Als längerfristige Perspektive zur Dekarbonisierung der Fernwärmeerzeugung stellt zudem Wasserstoff eine Option dar, um Erdgas zu ersetzen. Im Jahr 2022 sind die bestehenden Gasturbinen in Heizkraftwerken durch neue ersetzt worden, die H2-ready sind und dementsprechend auch zukünftig Wasserstoff als Energieträger verwenden können. Nach den genehmigten Planungen für das Wasserstoffkernnetz ist eine Wasserstoffausspeisemenge von 1.330 GWh eingeplant (für Strom- und Wärmeerzeugung im Heizkraftwerk) ab dem Jahr 2032. Für die Dekarbonisierung der Fernwärmeerzeugung sind 480 GWh Wärme aus KWK-Anlagen und 35 GWh aus Heizkraftwerken als Potenzial durch die N-ERGIE beziffert worden.
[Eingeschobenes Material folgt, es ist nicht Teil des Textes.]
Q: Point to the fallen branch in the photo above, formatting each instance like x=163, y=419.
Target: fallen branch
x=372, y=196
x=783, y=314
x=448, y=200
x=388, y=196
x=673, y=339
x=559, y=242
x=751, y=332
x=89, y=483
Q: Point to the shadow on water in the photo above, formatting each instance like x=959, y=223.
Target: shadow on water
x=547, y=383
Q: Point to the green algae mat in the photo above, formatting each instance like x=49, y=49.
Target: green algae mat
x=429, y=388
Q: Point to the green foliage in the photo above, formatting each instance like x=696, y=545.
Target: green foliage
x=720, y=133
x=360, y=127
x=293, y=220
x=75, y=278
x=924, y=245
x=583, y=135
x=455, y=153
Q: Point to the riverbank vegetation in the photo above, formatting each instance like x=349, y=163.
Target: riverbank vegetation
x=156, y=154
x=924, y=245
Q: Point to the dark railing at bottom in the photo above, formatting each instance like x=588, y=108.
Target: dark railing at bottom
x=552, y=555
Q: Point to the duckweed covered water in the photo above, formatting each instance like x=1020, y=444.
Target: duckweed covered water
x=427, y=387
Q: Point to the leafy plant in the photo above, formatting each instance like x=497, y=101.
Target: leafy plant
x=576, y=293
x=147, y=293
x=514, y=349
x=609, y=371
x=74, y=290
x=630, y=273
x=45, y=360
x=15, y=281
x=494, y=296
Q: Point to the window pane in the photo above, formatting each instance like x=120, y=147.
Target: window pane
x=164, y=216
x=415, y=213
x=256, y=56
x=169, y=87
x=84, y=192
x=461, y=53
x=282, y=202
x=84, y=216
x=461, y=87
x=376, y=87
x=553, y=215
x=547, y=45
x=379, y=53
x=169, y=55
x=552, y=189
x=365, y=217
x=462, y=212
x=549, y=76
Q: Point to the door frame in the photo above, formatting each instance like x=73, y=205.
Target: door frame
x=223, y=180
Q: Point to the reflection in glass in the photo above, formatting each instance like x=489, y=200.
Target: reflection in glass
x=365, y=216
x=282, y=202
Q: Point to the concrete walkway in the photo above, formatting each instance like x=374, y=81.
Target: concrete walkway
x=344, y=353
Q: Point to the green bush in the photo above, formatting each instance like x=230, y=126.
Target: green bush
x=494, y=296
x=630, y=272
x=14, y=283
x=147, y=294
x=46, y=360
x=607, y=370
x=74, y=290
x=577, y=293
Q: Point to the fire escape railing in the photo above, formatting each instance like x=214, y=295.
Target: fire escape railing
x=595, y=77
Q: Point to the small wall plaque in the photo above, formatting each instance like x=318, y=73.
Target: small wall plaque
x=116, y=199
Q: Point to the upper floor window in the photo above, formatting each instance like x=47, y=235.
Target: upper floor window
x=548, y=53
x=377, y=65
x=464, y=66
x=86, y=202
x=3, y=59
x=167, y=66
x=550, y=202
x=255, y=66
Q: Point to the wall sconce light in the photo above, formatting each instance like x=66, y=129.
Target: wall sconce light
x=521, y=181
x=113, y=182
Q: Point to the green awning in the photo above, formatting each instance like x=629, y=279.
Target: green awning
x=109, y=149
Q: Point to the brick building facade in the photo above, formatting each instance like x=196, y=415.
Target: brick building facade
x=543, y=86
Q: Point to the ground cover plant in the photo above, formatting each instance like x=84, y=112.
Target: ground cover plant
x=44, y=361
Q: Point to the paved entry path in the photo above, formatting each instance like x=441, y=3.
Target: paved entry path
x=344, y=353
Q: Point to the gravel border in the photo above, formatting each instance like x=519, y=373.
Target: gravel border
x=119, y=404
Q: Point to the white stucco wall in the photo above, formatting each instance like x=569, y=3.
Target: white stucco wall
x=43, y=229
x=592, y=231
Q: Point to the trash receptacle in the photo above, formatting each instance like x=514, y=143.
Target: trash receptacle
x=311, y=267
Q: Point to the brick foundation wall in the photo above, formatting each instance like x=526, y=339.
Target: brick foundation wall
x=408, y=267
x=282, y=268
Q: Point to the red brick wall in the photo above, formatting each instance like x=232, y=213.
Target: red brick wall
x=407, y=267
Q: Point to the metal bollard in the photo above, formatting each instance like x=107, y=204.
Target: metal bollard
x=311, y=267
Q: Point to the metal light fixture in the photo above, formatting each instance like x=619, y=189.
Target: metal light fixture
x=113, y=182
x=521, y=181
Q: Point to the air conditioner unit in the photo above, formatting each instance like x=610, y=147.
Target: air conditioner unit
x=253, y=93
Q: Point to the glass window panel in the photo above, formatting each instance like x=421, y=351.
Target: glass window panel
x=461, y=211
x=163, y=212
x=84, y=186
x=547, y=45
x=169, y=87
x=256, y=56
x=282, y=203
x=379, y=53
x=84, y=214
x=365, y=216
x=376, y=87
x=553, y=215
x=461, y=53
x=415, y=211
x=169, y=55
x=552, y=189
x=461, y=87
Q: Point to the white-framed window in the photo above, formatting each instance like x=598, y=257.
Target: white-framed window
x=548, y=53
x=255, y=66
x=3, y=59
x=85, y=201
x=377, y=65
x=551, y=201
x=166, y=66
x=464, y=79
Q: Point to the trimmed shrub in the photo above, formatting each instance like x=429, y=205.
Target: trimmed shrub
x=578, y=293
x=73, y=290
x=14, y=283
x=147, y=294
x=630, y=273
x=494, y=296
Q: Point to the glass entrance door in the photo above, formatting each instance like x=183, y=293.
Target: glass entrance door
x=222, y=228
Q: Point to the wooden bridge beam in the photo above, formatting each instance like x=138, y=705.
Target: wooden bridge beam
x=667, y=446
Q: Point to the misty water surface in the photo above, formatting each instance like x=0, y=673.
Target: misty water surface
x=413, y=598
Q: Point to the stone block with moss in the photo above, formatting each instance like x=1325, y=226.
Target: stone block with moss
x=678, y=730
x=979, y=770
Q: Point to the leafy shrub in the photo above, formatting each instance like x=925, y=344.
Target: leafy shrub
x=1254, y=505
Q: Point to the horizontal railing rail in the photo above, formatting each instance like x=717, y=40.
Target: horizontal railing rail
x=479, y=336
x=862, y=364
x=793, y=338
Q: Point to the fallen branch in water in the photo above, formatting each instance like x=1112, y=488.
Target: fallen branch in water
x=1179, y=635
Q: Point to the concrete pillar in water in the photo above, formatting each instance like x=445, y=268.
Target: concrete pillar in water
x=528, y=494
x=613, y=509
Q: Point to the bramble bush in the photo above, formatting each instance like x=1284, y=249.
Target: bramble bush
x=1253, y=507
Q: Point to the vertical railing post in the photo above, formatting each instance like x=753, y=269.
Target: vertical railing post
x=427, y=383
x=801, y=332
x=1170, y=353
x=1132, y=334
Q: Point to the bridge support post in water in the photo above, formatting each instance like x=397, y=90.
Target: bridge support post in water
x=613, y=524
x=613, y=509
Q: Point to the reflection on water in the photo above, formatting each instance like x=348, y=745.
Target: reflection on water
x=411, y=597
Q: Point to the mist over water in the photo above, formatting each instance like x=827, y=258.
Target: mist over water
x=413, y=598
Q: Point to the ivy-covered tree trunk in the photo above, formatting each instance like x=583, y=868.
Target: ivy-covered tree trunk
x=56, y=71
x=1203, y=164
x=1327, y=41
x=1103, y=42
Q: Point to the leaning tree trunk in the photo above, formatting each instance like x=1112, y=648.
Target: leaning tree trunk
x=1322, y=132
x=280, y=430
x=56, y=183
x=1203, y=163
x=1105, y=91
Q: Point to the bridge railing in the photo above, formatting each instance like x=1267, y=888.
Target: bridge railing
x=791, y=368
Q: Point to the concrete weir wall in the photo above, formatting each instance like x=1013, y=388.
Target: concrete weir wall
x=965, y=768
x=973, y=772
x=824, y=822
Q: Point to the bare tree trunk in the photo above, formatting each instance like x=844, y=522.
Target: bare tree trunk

Als weitere technische Option wird die lokale Wasserstofferzeugung im Transformationsplan Fernwärme als Potenzial diskutiert. Der mit Strom aus erneuerbaren Energien in einem Elektrolyseur hergestellte Wasserstoff könnte zur Belieferung von Industriekunden oder für die eigene Strom- und Wärmeproduktion genutzt werden. Die dabei entstehende Abwärme könnte mittels Wärmepumpe für die Fernwärme nutzbar gemacht werden – insbesondere am Standort Sandreuth, wo zusätzliche Abwärmepotenziale aus dem HWK gehoben werden können.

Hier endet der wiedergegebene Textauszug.